Wednesday, October 15, 2014

Keeping it Real


One of the lovely (or not-so-lovely) things about our online “life” is that we can portray only the best and only the prettiest parts of our real life. Our houses are always clean, the children are always dressed and happy, and all of the meals for the week are planned. It is easy to get caught up in maintaining that rosy, perfect picture, afraid to admit that we truly are human and don’t really have it all together.

  Earlier this week on a Facebook group I’m a member of, a thread “Worst Housekeeping/Housecleaning Confessions” was started. It was such a blessing to me to read through it and see that I wasn’t the only one(!) who didn’t have a spotless house. I’m not the only one who struggles to stay on top of things, yet has laundry piled high waiting to be washed and a fridge that needs to be cleaned out.

So when you feel overwhelmed, remember you aren’t the only one who has sat down and cried your eyes out because of the state of your home and because you feel like a failure as a homemaker. The real world and real life are messier and more disorganized than blogs and Pinterest would lead us to believe.

A trick that I’ve learned to help me when I have the housecleaning blues is to do one thing in each room that is noticeable. That gets the ball rolling and there is a difference (even if it’s small!) in each space. For example: in my bedroom, I’ll make the bed. In the living room I’ll make sure the couch and coffee table are straight. Little things like that will help me see where I want to go and give me motivation to get there.
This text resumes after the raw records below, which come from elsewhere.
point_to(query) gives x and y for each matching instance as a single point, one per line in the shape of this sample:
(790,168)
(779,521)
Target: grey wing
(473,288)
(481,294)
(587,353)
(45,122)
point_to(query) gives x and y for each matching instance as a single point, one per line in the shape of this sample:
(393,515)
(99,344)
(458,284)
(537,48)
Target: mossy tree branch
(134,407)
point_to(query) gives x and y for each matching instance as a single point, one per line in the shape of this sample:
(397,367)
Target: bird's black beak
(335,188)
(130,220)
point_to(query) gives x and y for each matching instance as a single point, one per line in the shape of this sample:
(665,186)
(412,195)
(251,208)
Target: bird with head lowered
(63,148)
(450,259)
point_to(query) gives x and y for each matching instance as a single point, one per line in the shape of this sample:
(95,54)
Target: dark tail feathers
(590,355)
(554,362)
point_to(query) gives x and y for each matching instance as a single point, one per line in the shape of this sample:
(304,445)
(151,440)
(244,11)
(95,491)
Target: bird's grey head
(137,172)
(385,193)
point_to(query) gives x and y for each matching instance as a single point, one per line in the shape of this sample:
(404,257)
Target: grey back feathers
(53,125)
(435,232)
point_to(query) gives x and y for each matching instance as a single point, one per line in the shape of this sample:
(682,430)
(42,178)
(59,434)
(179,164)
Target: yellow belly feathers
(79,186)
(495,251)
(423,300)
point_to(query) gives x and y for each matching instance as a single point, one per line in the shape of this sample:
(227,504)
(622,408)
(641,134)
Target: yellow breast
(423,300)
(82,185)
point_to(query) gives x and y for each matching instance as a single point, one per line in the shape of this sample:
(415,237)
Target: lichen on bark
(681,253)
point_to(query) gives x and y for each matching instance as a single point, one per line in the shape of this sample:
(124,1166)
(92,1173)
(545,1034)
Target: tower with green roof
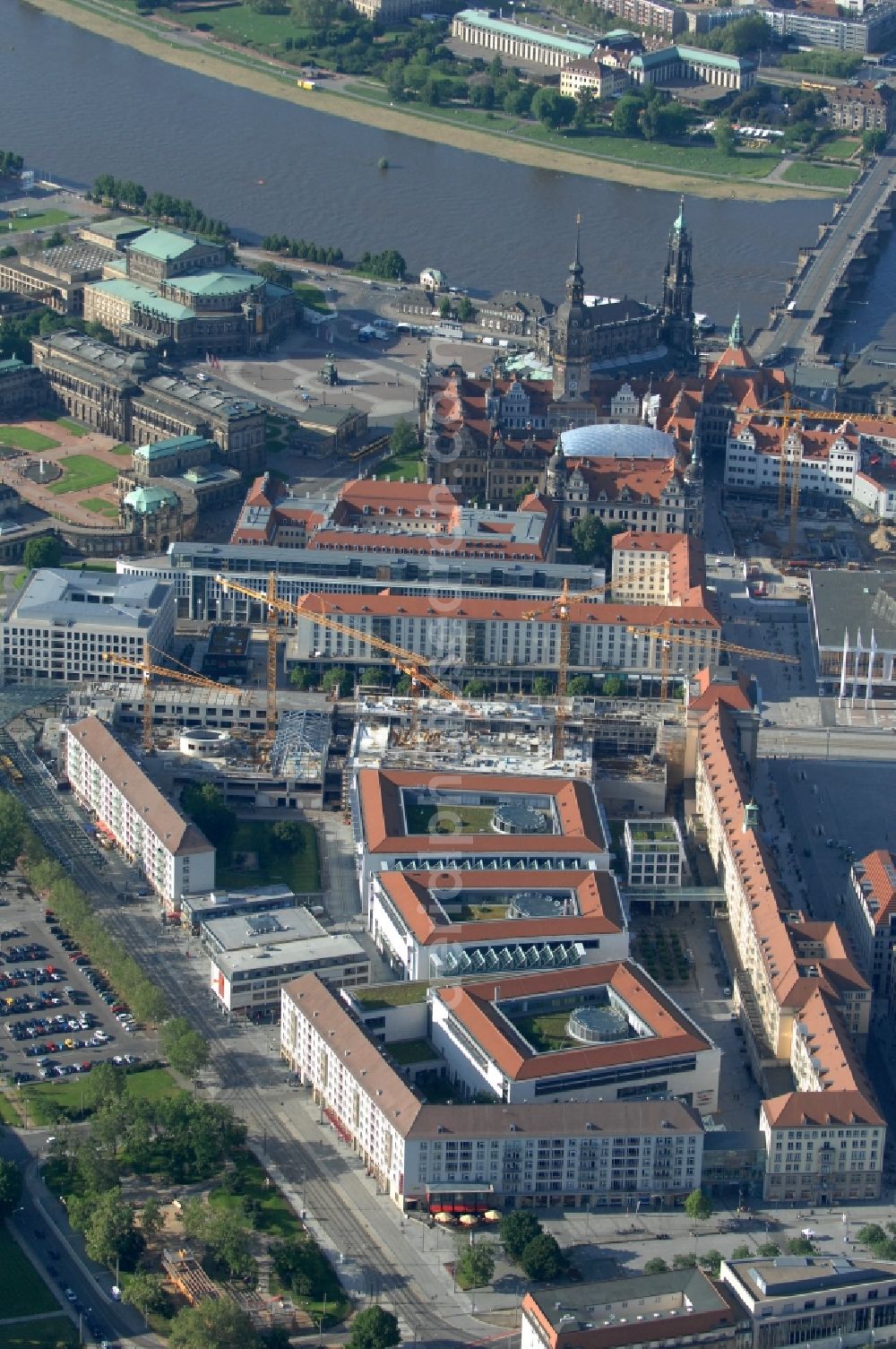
(677,293)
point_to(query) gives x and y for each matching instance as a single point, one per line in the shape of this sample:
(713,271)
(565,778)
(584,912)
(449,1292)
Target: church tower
(571,338)
(677,291)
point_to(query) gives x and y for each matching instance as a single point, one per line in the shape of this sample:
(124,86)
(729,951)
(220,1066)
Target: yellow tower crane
(409,662)
(557,611)
(667,641)
(149,670)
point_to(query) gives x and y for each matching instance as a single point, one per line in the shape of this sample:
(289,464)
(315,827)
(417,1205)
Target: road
(794,332)
(40,1226)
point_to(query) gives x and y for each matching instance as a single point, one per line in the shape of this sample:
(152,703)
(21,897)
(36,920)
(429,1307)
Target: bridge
(842,258)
I am a huge list maker. I make lists for everything. And I make lists when I clean. Checking things off of a list gives me an adrenaline rush (I know, I need to get out more) and sometimes my lists are ridiculous, depending on how airheaded I am that day.

I have also started using a timer extensively, thanks to the FlyLady. It is amazing to me how much I can get accomplished in 15 minutes of focused cleaning. I highly recommend doing this. In her book Sink Reflections, she gives the following “formula” for cleaning with a timer:

Set a timer for 15 minutes and work as fast as you can in one area until the timer sounds. Don’t get distracted and move until time is up. Set the timer for another 15 minutes and move to another area, even if the first isn’t finished—you can come to it later. Continue in this manner until you have cleaned for 3 sets of 15 minute intervals (a total of 45 minutes.) Set your timer for 15 minutes again and take a break.

This method has really worked well for me, even if I have to go back to an area a few times to finish it. I’ve found, however, that 15 minutes of focused cleaning is usually almost all that I need for most areas.